Earth and Atmospheric Sciences, Department of
Document Type
Article
Date of this Version
2012
Citation
Published (as Chapter 20) in H.J.B. Birks, et al., eds., Tracking Environmental Change Using Lake Sediments, pp. 615–642; Developments in Paleoenvironmental Research 5; doi: 10.1007/978-94-007-2745-8 20
Abstract
It is now widely recognized that reliable long-term climatic data are required to evaluate the impact of human activities on climate. Lake-sediment records are an important source of such paleoclimatic information, on timescales from years to millennia.
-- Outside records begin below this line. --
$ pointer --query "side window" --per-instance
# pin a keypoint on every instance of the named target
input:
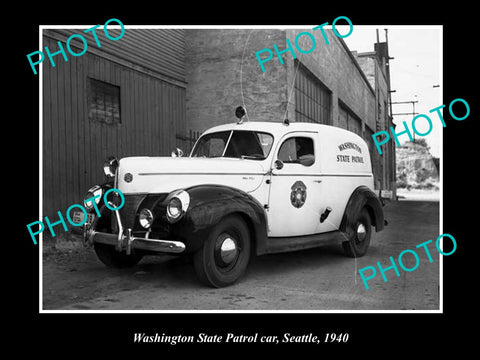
(297, 150)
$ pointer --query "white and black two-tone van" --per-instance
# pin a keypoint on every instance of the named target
(247, 188)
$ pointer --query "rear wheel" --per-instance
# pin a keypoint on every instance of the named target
(224, 256)
(113, 258)
(360, 239)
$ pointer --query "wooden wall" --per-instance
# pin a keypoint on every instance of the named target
(74, 147)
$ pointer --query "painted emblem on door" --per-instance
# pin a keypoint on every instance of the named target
(298, 196)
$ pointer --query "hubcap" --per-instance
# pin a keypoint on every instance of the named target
(361, 232)
(226, 250)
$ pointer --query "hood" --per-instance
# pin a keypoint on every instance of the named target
(165, 174)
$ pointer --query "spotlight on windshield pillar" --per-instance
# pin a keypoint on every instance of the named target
(240, 113)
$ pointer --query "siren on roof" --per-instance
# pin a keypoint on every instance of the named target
(240, 112)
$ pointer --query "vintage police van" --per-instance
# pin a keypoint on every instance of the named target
(247, 188)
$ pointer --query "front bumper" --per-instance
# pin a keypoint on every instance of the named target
(124, 241)
(127, 242)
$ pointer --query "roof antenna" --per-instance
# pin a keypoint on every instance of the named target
(240, 112)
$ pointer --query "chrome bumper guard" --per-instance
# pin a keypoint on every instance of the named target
(125, 240)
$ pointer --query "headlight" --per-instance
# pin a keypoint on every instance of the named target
(92, 192)
(177, 206)
(110, 166)
(145, 217)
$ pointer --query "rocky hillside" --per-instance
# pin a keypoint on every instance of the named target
(416, 168)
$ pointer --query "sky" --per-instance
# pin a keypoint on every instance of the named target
(414, 71)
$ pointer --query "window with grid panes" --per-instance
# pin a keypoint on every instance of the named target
(103, 102)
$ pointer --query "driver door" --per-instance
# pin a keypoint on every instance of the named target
(295, 197)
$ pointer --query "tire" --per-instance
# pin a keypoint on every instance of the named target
(224, 256)
(108, 255)
(359, 241)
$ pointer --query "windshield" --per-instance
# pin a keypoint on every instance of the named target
(234, 144)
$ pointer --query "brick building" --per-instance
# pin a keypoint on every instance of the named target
(330, 85)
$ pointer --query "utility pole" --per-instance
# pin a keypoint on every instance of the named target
(412, 113)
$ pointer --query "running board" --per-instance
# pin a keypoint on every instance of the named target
(285, 244)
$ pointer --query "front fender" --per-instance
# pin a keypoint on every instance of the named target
(209, 204)
(362, 197)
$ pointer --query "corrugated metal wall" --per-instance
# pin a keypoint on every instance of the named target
(152, 112)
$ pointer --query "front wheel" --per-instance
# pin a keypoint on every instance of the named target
(224, 256)
(360, 239)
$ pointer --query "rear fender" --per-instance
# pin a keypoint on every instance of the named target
(362, 197)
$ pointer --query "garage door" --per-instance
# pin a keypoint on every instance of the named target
(312, 98)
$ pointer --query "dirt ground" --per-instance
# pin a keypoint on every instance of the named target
(315, 279)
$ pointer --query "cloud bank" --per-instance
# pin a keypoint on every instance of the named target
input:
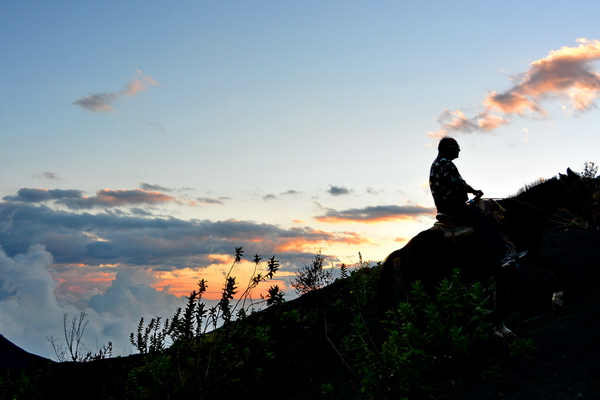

However, unequivocal interpretation of biological climate-proxy data preserved in lake sediments can be very challenging. Here we review the different numerical approaches that are used to evaluate the sensitivity and reliability of species assemblages of aquatic biota (algae and invertebrates) extracted from lake-sediment records as proxies of past climatic conditions. The most common techniques used to assess this relationship between these proxies and climate include calibration functions that model the relationship across modern lake environments between species composition in the indicator group and particular climate-influenced aspects of their aquatic habitat, and assessments of the main directions of variation in species composition in relation to independent climatic data. Other statistical techniques, such as variation partitioning analysis, are used to assess the relative importance of climate versus other factors in influencing limnological changes seen in the sedimentary record. These techniques show that in climate-sensitive lake systems, the sedimentary remains of aquatic biota can be sensitive and trustworthy proxies, permitting quantitative reconstructions of past climatic conditions with high temporal resolution.